Efficiency:    Efficiency implies producing more from same or fewer resources, i.e. a decrease in the unit cost of production. For a very long time the research system focused on increasing production. This led to the emergence of production per hectare or animal as the primary choice criterion for research. Protected markets for inputs and outputs insulated agriculture from competition. In the changed economic environment, efficiency of production has become the key parameter; the new mantra is not more production but more efficient production.

Organisational issues:    A number of concepts are in currency, dealing with organisational reforms to improve the efficiency of the research system.

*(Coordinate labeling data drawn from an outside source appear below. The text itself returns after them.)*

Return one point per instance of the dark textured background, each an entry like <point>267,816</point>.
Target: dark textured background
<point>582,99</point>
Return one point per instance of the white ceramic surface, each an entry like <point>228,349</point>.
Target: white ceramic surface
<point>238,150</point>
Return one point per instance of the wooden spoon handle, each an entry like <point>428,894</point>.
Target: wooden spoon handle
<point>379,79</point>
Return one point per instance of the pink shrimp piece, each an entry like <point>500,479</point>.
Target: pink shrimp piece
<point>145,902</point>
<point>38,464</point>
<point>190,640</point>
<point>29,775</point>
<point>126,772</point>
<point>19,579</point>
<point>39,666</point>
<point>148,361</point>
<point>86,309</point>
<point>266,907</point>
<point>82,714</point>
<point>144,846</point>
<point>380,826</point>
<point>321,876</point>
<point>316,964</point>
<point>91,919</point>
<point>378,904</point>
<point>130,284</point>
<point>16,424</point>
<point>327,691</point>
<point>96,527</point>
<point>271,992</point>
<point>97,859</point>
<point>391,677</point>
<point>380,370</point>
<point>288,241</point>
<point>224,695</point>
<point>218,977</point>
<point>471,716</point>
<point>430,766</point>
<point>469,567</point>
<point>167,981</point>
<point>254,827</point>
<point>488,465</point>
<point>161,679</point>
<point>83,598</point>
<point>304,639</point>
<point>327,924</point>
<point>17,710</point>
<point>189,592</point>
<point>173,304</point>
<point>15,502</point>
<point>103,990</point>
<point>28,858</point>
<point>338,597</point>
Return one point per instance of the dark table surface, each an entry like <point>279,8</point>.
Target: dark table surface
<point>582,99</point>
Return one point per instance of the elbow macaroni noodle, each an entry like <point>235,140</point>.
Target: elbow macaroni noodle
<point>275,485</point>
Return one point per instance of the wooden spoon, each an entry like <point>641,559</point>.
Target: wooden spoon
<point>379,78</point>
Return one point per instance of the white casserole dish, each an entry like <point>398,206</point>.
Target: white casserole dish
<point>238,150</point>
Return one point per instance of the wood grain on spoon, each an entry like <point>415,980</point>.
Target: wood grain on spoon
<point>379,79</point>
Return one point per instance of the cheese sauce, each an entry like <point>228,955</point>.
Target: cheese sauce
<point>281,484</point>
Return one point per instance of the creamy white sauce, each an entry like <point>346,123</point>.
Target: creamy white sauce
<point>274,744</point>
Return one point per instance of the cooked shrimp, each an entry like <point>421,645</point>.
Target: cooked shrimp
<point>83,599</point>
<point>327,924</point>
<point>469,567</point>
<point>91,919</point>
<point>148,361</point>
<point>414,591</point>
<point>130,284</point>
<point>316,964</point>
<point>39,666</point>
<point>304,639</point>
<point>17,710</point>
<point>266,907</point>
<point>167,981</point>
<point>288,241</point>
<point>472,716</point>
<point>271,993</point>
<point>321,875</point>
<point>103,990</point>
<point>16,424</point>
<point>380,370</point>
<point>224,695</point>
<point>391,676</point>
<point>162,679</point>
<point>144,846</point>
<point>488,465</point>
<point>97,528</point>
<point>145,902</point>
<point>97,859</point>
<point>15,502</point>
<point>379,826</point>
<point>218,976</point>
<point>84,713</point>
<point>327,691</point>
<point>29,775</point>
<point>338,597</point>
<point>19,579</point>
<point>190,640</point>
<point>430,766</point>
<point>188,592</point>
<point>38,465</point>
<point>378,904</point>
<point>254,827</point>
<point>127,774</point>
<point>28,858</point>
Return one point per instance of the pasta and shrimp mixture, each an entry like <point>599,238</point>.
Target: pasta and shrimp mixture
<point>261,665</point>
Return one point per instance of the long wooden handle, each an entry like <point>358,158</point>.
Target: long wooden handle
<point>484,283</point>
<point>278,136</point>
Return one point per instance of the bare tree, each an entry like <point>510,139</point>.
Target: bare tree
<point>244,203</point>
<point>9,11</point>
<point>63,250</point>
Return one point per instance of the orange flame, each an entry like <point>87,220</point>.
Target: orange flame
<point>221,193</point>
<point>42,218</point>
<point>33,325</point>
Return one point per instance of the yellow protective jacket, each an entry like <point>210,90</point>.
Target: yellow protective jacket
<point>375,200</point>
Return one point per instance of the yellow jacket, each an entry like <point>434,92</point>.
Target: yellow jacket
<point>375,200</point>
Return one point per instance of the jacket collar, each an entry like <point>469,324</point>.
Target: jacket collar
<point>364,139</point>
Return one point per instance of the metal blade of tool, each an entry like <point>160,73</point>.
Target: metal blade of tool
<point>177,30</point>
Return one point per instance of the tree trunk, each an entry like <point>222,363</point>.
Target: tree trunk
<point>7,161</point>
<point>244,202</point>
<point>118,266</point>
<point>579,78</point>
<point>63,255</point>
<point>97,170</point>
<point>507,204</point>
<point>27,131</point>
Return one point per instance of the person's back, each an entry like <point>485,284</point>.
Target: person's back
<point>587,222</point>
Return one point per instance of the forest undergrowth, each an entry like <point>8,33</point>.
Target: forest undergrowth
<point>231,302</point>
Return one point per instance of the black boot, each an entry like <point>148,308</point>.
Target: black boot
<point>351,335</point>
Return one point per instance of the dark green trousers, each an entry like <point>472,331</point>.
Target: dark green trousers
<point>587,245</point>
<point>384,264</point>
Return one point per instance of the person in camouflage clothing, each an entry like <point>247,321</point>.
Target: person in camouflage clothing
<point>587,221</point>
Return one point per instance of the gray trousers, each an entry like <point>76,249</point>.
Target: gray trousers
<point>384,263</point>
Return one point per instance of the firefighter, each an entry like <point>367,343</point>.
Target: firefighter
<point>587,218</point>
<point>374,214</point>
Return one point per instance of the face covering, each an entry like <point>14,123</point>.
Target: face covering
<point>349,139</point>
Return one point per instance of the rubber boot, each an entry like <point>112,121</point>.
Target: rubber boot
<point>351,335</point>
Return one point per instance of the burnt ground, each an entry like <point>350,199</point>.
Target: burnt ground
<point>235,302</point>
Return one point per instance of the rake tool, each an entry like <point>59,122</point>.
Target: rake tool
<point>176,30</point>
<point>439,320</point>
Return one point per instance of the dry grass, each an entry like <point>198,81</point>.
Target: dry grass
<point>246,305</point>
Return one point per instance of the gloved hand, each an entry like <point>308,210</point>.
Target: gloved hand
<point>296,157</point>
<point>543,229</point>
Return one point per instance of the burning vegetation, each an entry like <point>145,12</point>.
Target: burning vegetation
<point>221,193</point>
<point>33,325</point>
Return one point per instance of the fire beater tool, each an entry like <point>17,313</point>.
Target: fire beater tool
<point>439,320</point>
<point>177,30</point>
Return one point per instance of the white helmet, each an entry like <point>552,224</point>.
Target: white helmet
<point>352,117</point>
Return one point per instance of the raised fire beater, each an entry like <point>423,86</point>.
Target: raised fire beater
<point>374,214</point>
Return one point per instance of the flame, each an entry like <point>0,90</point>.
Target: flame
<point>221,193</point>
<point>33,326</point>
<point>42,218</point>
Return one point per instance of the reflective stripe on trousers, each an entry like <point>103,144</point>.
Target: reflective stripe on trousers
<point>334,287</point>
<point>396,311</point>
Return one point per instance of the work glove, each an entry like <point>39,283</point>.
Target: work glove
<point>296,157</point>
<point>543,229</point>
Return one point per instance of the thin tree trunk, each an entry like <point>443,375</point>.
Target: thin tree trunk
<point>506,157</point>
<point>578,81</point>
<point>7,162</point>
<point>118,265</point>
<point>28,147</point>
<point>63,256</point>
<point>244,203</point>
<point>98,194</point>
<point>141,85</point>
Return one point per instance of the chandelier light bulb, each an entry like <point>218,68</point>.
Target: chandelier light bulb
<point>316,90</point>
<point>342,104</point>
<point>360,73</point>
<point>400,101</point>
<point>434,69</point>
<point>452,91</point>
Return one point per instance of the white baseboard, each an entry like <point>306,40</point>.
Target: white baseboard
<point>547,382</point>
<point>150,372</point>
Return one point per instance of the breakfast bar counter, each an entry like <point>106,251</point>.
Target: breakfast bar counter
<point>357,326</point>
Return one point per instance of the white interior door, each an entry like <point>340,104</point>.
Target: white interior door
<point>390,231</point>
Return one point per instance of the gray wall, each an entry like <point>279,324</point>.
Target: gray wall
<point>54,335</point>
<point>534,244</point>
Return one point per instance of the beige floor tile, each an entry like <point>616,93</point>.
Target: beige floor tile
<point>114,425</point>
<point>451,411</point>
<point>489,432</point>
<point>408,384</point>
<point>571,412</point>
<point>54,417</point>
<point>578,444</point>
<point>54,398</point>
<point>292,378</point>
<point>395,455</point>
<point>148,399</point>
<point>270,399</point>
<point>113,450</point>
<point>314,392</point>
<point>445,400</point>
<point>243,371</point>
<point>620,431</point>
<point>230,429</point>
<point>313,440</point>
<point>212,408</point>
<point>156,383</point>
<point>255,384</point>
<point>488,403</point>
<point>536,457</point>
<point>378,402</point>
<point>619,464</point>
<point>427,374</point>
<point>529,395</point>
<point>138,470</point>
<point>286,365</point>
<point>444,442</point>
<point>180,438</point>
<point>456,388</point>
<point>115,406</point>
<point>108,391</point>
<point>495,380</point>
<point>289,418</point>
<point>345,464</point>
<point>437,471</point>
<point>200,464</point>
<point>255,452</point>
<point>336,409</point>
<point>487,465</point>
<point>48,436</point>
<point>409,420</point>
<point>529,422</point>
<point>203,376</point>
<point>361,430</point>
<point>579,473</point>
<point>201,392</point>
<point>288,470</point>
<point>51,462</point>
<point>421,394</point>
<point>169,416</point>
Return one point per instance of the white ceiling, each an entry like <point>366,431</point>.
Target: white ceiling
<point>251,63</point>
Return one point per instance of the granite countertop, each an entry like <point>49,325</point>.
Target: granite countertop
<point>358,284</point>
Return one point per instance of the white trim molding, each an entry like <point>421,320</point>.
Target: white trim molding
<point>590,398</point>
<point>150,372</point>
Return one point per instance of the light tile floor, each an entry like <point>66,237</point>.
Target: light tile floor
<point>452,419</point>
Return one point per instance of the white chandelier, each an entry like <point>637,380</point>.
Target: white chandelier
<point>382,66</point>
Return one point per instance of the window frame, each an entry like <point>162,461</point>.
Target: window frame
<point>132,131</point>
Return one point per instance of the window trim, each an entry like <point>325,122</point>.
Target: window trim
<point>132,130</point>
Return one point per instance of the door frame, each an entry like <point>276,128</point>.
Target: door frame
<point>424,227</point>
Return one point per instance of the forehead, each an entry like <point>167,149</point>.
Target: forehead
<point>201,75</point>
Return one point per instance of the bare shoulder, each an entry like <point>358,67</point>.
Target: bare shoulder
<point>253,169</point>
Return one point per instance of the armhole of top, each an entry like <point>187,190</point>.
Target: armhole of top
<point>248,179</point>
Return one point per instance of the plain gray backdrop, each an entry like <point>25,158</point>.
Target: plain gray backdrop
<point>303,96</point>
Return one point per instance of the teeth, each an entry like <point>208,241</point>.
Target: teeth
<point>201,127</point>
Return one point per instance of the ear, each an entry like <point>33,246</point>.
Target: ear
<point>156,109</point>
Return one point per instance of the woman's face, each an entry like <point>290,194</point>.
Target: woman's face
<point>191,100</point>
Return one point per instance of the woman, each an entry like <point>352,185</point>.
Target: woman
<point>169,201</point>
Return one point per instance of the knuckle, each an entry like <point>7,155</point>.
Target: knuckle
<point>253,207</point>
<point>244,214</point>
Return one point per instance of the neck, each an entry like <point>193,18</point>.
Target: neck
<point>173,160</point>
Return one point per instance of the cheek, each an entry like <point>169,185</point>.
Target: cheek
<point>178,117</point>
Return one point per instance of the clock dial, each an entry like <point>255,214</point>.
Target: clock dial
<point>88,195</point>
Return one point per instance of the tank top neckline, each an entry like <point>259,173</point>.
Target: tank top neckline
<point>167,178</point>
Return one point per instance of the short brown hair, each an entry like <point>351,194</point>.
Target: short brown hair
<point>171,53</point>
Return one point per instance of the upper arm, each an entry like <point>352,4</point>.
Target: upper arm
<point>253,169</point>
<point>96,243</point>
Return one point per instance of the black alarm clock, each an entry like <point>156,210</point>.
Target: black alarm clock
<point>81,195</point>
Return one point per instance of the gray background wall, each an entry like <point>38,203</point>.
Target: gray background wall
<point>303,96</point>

  1. Decentralisation Efficiency gains from decentralised research are high. Relevance is sharply focussed and priorities are clearly defined. That is why PSR under NATP emphasizes this. All improved management practices require decentralisation.
  2. Accountability: Non-performance is a problem with all public systems, agricultural research is no exception. Hence the need to initiate measures to instill accountability. A set of initiatives like constraint analysis, prioritisation, monitoring and evaluation, flexible procedures and budgeting, decentralisation, transparency, reward and incentive system, etc. are relevant in this regard.
  3. Prioritisation :  Growing scarcity of resources forces the system to choose the research portfolio wisely and prioritisation helps in this process. It identifies areas/themes/constraints where research benefits are likely to be high. Scientists have difficulty in understanding what is new about it. They believe that their efforts are already directed towards the most important (high priority) constraint in their area of interest and specialisation. The problem is that there are not enough resources to cover the full range of researchable problems and research managers will have to choose. Economists provide objective criteria and analysis which add value to scientific information and improve resource allocation decisions.
  4. Project-based budget :  Existing budget and financial procedures do not permit proper tracking and monitoring of research resources. A project-based budget explicitly links resources to specific research programme or projects. This imposes accountability, generates competition and improves efficiency of the system.
  5. Programme/ matrix mode of research organisationHistorically, research projects are organised by departments or disciplines. This yields sub-optimal results as inter-disciplinary synergies are missed. Research, therefore, needs to be organised in a programme mode involving relevant disciplines/departments. Such matrix framework is theoretically superior. However, sensible protocols will need to be developed to implement this idea so that issues like sharing of credit and resources, administrative control, etc. are sorted out at the outset. The point is that research will need to move from largely individualized to team-based endeavor. The idea is not to stifle individual excellence, but to encourage complementarity wherever relevant.

Finally, we need ‘new look’ institutions which embody these ideas. Before that happens, basic changes will be required in the system.